During our Cambodia adventure we had a Homestay scheduled to help us really get to know the Cambodian culture. After spending so much time in Honduras I knew what we were getting into, Josh on the other hand had no clue what we had signed up for. Arriving at the Homestay was not what we expected, but as always we made the most of it for the memories we would take away. We really did not get time to spend with the family as much as we wanted.
Throughout this trip we saw that the Cambodian people do not live the same first world way we all do, even though they have a few of the same amenities such as smart phones, they still do not have electricity or running water. We had packed our night packs the night before not totally knowing what we were getting into.

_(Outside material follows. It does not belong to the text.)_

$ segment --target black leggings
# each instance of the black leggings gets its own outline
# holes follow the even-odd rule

We ware taken around to three houses and told these would be home for the night. We then loaded up to head toward their association ( kind of like a home owners association but more truly for the folks in the village to all share the revenue). The association takes turns as to which house gets picks to stay in. They have around 40 homes in the village that people stay in. They all take turns so each house has the same opportunity for guests and their "rent."

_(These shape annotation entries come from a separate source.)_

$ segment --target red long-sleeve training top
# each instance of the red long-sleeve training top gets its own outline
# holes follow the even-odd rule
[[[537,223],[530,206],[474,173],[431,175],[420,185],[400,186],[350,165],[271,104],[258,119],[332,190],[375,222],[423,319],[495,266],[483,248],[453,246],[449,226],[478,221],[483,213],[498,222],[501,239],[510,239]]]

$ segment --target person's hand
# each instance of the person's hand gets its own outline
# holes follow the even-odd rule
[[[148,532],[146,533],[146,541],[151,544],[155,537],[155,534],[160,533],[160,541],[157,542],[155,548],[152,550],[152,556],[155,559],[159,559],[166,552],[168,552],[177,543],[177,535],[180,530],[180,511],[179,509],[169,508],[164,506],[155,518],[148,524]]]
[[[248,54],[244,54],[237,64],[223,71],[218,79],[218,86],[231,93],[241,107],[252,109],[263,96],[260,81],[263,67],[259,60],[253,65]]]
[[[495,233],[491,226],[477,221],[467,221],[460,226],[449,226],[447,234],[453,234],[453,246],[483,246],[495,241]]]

With 40 houses to pick from they have a wide range of houses, from house on stilts, wooden houses, and very sad shacks. As we arrived at the association headquarters we were introduced to the main manager whom told us more of the villagers situation they had faced and how their village was only 10 years old. Their families were driven out in the late 70's and not allowed to return till 1998, and even then they had to work with the UN to clear the land mines set out. There were other horrible stories that as Americans we had never been told. Their version of the Nazis was more recent and hidden from the world. Please research it if you would like, but be prepared for a huge shock.
The night wore on as we finished our traditional Cambodian food and we were treated to a show from the local village children. The show ended and we were so honored to have a peek into their culture of singing and dance. We headed back to the house and started to unpack the bags for the night, you could tell the family that had very little, put so much into making sure it was all organized to their best.
As the clamp was removed from the 12 volt battery to turn off the light, we wonder about our own busy life and how we are blessed in so many ways to only be as humble as these folks. I felt really guilty staying in their home. They had a two room house, one room with five beds, and one room the family all scrunched in together the small room. As morning came and the welcoming sounds of the jungle creatures mixed with the rooster crowing, we took a stroll down the dusty road and greeted the families. It was like any other family in the morning with the kids getting ready for school and the parents doing the morning chores. We were greeted by children whom were dressed in their Sunday best and others that well had not covered up their birthday suit.
We soon headed off to breakfast as the women of the village had been preparing with love and care as they served it with a smile and joy in their eyes. Bellies full we decided to take off on a trek to see the local water fall that was described as a trickle during the dry season, but a raging Niagara in monsoon season. The dusty and rocky trail turned and winded us to the fall, and after crossing the rickety ole bridge we arrived. It was a Kodak moment as we turned the corner and gaze upon the falls. Our guide said that we could take a shower under them if we liked, so, why not after the hot and muggy track up. After playing around a bit and climbing around the rocks like kids at recess, we headed back down the trail to catch the bus to the next adventure.
Leaving the village we said our goodbyes to them and the families that rented out the front of their two room house for an experience that can only be described as the Cambodian way.